# "Barn find". Abandoned BBS RS ll 717's. How do I fix them?



## EuroAtomic (Jun 18, 2002)

Got a call from my boss today to come and take a look at some wheels.
He bought a new property and these were sitting in the storage area for quite some time and he decided to do some spring cleaning.
These are 18" BBS RS II's and that is pretty much all I gathered from the wheels.
Lips are pretty mangled but barrels seem to be straight.
I got them for free so I guess I can't complain
Can I buy new lips for these wheels?
How hard is it to repair them and is it even worth it?
I have all 4 wheels.
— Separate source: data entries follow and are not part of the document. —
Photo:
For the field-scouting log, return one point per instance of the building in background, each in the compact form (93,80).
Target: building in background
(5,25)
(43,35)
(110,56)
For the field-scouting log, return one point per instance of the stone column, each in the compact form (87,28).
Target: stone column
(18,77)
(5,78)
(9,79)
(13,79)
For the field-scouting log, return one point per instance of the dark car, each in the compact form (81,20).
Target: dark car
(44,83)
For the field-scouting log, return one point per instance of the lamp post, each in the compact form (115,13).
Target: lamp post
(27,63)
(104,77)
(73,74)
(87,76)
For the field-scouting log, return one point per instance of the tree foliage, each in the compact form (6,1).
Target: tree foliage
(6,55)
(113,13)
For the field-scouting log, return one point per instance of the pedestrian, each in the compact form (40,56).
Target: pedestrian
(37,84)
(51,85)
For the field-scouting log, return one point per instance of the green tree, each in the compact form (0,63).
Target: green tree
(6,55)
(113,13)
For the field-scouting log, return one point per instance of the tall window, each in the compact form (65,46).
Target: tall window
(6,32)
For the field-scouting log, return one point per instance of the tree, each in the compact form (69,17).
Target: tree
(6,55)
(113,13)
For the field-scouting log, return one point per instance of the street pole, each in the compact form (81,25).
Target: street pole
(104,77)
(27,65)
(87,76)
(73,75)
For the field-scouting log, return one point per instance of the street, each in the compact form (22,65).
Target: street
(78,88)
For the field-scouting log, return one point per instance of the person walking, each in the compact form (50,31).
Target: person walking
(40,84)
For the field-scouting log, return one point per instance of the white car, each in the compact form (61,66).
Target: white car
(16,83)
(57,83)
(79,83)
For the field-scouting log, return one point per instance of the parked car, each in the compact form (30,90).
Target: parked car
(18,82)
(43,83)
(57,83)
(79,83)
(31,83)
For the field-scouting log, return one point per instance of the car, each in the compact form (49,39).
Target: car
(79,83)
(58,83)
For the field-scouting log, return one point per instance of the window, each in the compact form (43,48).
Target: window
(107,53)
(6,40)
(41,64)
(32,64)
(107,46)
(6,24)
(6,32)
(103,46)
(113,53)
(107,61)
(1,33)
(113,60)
And all 4 have damaged lips.


----------



## 87vr6 (Jan 17, 2002)

The lip and barrel are one piece so those are going to require some work. I can get ones in much better shape.. Lemme know if you want to talk about that


----------



## EuroAtomic (Jun 18, 2002)

If the barrel and the lip is one piece than this might not be worth the hassle...
Who in North America can repair these?
Is it even worth fixing wheels in this condition?


----------



## The Kilted Yaksman (Oct 31, 2000)

Give these guys a call:
http://www.wheelcollision.com/


----------



## EuroAtomic (Jun 18, 2002)

I dealt with them before. They rebuilt a rare 930 Fuchs wheel for me. Quality service for a very high price. 
Maybe I'll give them a call.


----------



## PSU (May 15, 2004)

Cool wheels. Just sucks in your case that they are two piece.


----------



## DoctorDoctor (Oct 18, 2006)

Assuming the faces aren't damaged, a true wheel repair shop should be able to get those sorted. GL and great find :thumbup::thumbup:


----------



## War Machine (Jun 30, 2011)

Correct me if I'm wrong, but if you pull the faces out, that "mangled" part, is a lip protector. I've had these wheels and ditched mine when i rebuilt them.


----------



## low_passat (Sep 11, 2010)

Hopefully you have all 4 center caps. Somebody else on here was looking for a set and gave up, and decided to just sell the wheels.


----------



## MadWabbit (Feb 21, 2006)

I could definitely fix those. I'm not sure where you are located (tapatalk doesn't list location). Stainless Steel lip protector can be removed and polish the lip underneath. But I'm guessing that the lip is also damaged judging by the condition of the stainless insert. 


Those were on Craigslist a week ago. I tried to purchase them but got no response back from seller....


----------



## Like a boss. (Jul 28, 2011)

Saw these on CL


----------



## sadairk2 (May 26, 2013)

Check cr wheels. Google them. They do great work but those will cost you to fix since they are one piece.

Sent from my EVO using Tapatalk 4 Beta


----------



## sumtenzfunky (Oct 2, 2008)

U need valve adapter to put in air..caps..and just ditch the rim protector..


----------